El ejecutivo miró al techo y bebió.

—Yo no lo sé —dijo O'Connor—, y eso se debe a que todavía no sé de qué se trata.

—¡Pues se trata de un acto de justicia! —dijo con firmeza el representante de la Cámara de Industria y Comercio—. ¡De eso se trata! Por cierto, la pechuga de pavo tiene una pinta estupenda.

—Hum.

—¿No se lo parece a usted?

—Sí, estupenda —O'Connor frunció los labios—. ¿Sabe una cosa? Considero justo eliminar el mal. Como ya les he dicho, soy un absoluto profano, y tampoco entiendo nada del arte de la guerra, perdón, ¡del intervencionismo! Pero mi lógica interna me dice que es igualmente injusto causar el mal.
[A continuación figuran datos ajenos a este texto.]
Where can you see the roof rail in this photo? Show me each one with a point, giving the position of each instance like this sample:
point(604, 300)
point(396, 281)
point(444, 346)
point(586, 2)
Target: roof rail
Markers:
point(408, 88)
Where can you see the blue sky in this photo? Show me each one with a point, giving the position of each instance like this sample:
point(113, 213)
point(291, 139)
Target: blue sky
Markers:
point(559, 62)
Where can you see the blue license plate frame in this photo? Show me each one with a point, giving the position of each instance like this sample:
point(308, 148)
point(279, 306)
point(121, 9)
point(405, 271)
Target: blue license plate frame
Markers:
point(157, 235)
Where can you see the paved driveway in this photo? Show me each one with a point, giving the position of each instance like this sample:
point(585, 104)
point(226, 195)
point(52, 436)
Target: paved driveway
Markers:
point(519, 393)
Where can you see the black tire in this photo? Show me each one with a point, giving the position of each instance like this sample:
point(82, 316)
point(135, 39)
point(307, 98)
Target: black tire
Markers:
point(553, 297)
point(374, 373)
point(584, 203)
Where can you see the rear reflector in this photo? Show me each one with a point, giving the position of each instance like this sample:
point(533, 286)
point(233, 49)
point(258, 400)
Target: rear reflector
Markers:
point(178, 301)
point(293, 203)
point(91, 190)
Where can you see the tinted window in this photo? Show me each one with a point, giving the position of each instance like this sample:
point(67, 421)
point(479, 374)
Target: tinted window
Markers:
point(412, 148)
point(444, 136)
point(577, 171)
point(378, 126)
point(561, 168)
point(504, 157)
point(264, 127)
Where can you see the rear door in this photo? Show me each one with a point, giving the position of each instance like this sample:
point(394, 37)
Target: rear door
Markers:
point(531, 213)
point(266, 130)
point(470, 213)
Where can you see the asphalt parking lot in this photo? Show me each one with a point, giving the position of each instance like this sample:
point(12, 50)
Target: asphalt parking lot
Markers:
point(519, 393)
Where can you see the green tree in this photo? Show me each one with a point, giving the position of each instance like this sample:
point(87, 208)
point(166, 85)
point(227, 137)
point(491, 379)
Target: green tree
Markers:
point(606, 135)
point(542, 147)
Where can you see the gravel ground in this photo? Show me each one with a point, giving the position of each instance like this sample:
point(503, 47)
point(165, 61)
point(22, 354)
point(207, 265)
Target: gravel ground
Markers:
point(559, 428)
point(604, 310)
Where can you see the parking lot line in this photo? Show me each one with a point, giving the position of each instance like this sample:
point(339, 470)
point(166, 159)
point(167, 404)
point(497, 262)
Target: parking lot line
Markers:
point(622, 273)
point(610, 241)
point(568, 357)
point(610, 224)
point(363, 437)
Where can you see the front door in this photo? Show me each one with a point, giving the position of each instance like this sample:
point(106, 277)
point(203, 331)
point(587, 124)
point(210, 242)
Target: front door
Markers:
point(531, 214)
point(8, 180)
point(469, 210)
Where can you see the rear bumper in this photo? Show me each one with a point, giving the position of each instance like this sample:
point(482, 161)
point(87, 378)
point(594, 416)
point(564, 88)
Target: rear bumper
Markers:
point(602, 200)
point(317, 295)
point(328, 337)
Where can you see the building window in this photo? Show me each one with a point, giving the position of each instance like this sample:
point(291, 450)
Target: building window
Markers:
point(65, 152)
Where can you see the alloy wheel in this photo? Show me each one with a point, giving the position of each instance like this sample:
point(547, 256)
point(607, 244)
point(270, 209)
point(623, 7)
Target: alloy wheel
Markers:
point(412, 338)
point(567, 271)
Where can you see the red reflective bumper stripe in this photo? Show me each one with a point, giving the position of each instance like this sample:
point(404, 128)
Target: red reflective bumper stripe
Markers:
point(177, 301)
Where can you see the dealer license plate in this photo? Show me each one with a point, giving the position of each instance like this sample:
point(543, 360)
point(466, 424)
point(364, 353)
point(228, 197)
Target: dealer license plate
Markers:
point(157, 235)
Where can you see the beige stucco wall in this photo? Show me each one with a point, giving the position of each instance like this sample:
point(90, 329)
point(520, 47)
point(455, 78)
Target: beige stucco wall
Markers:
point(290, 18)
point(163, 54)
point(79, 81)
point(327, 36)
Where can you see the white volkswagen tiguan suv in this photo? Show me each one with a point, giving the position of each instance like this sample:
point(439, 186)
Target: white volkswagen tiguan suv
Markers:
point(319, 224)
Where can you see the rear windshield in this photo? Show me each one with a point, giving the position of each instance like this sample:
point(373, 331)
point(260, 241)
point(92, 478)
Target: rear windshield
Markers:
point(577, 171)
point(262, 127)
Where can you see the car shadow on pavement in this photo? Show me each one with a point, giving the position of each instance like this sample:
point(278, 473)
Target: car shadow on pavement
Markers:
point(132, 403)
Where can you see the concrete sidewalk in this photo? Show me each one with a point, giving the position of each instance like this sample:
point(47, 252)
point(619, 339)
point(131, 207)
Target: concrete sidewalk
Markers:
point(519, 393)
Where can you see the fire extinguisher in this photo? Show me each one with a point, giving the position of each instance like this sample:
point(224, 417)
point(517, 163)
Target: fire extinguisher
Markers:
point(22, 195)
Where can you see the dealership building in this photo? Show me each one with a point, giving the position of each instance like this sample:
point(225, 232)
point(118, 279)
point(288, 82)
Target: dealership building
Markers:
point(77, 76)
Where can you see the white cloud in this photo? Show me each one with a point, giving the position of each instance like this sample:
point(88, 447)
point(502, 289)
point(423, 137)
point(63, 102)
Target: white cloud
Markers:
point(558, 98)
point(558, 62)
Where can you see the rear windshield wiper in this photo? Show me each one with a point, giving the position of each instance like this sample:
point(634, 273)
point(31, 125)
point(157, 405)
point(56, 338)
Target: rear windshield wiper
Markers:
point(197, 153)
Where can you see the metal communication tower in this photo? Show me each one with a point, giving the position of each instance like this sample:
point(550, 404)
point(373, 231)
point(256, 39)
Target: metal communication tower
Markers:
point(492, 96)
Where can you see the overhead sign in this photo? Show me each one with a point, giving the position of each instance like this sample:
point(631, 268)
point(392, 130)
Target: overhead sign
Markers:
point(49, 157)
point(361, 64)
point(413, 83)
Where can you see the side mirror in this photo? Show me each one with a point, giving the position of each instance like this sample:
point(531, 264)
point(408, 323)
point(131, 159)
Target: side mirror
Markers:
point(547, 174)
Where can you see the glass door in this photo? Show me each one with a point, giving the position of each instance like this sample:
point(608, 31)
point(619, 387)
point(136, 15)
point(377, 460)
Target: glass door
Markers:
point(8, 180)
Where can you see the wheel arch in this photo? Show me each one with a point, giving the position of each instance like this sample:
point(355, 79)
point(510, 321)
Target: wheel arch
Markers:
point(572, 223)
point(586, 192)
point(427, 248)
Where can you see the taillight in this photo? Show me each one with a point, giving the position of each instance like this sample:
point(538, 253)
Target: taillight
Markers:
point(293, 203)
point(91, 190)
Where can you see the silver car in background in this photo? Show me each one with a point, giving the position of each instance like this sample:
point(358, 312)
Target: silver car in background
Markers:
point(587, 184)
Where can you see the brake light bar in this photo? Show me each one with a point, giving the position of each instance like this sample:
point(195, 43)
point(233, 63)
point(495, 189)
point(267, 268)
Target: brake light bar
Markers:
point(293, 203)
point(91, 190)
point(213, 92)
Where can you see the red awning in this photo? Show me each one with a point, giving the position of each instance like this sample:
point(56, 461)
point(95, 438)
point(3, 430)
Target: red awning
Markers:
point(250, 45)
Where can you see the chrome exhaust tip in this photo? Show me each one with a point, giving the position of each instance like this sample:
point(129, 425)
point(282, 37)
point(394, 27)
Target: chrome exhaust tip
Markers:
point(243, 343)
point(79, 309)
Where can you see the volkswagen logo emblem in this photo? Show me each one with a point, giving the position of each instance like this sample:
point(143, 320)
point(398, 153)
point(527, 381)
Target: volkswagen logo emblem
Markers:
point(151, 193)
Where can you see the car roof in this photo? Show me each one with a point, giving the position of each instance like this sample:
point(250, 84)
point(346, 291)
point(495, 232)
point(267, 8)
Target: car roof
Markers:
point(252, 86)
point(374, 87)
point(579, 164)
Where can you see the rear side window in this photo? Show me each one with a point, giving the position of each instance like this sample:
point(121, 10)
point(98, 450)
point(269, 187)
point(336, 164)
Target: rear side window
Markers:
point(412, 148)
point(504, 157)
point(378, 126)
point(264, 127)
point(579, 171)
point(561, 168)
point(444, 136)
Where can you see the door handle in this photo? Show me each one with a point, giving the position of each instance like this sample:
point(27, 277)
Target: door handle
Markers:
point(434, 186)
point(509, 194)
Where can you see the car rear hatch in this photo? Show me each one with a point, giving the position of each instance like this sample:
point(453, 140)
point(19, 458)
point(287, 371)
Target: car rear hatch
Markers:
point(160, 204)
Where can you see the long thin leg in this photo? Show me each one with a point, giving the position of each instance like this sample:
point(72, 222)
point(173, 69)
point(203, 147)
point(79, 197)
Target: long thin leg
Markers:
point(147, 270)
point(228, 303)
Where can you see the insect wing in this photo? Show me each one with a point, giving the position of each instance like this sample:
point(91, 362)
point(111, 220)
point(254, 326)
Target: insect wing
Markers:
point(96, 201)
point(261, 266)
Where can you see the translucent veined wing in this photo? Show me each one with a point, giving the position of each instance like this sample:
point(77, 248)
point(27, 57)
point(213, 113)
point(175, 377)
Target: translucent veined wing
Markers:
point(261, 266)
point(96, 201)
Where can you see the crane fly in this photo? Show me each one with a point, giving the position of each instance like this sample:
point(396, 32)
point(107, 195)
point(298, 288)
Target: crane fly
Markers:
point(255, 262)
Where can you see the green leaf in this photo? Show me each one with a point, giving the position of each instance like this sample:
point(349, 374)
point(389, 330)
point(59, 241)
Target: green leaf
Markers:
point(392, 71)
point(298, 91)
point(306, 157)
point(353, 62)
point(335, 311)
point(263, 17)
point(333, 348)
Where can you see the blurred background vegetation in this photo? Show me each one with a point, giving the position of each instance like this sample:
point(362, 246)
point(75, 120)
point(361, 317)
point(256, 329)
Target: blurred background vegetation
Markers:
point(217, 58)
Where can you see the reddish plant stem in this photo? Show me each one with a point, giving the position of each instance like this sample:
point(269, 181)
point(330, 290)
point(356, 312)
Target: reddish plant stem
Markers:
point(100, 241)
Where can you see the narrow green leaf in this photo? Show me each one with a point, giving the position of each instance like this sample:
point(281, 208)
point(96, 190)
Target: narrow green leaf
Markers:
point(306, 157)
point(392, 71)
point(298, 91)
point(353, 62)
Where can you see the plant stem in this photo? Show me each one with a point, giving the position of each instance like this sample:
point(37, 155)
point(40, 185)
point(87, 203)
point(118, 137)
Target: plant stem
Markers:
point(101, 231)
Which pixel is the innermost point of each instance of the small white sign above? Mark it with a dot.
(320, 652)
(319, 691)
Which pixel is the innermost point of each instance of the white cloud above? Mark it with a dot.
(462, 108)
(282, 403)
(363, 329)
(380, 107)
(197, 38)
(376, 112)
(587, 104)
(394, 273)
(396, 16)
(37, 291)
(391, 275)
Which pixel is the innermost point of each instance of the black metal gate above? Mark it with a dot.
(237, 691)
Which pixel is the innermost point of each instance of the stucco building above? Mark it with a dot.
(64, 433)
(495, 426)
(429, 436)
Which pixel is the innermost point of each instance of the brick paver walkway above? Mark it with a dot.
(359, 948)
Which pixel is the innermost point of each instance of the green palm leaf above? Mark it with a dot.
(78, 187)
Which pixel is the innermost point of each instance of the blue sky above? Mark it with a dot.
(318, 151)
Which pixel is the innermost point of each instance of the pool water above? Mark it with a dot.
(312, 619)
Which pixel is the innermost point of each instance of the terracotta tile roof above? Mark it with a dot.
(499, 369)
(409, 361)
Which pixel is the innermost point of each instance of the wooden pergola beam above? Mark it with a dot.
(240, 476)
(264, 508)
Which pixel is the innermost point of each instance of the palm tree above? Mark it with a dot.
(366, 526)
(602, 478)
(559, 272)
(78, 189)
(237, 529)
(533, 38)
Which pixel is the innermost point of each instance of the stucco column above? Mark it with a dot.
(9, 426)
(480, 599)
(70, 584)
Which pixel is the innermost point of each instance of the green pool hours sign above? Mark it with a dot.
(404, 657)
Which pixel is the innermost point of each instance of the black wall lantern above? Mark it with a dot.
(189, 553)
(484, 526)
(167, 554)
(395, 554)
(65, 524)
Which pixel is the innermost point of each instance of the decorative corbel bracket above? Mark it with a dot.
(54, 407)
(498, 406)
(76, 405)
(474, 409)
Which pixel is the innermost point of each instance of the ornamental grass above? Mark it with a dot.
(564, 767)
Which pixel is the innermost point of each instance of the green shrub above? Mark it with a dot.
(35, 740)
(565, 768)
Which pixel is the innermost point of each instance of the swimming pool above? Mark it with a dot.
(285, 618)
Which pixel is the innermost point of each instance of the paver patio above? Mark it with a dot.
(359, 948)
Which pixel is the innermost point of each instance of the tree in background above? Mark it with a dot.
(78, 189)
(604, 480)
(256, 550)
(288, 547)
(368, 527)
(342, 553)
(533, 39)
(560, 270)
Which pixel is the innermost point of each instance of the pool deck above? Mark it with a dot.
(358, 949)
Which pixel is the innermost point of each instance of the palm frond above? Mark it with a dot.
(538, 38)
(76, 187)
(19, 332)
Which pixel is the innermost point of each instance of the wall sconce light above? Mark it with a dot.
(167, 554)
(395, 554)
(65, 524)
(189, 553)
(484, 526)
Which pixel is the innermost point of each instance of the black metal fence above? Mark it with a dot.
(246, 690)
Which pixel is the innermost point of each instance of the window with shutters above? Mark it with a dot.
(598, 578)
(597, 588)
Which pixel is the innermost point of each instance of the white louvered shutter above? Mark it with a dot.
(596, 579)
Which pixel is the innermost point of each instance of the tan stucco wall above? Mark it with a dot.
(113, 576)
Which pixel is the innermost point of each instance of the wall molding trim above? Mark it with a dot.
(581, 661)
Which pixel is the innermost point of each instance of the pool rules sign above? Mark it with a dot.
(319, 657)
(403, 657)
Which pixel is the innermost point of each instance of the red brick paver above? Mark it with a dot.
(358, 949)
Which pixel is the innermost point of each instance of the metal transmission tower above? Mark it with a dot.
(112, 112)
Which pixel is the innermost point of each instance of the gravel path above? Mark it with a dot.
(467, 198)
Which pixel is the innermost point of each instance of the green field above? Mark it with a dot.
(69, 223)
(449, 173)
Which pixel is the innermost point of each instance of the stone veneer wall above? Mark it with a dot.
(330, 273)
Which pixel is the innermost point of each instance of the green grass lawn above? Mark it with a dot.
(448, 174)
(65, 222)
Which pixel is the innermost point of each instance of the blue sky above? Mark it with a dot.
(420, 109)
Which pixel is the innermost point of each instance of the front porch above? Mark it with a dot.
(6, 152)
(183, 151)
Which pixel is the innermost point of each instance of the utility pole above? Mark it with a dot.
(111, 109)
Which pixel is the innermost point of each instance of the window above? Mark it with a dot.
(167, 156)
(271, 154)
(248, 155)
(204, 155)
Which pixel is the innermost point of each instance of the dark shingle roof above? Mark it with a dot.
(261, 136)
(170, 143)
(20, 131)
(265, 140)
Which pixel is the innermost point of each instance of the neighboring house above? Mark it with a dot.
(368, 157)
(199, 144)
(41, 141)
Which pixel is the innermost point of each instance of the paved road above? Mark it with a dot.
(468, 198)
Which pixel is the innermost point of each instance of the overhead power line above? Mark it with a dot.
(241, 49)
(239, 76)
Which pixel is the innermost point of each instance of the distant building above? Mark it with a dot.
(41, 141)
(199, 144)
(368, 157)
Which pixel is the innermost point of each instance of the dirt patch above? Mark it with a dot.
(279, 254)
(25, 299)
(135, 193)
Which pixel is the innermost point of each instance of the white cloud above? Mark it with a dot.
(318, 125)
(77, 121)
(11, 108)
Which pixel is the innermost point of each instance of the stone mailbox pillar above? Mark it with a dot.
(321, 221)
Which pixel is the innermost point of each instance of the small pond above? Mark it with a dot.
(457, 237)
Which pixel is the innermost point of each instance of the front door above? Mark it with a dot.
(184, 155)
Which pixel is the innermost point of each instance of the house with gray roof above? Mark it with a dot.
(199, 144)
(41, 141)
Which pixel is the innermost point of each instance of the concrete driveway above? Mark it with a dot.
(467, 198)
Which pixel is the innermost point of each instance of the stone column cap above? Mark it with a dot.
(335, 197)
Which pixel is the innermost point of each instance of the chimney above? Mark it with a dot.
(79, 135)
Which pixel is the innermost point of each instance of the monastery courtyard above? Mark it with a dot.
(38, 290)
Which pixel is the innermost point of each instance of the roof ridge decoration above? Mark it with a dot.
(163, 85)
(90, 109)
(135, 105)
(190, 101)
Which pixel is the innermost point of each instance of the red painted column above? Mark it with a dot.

De modo que un acto sólo puede ser justo cuando elimina el mal sin causar otro. ¿De acuerdo?

La concejala sonrió y guardó silencio.

—Yo sólo sé ahora que eso de lo que hablamos es sólo un acto, y gracias a Dios no una guerra —continuó O'Connor de buen humor—. Y por supuesto que la OTAN sabía muy bien que los problemas que surgieran jamás iban a predominar sobre los que había que eliminar. Y también sabía que ganaría de la noche a la mañana porque lo había planeado de un modo competente. Visto así, estoy absolutamente a favor de ese acto. Salud, señores.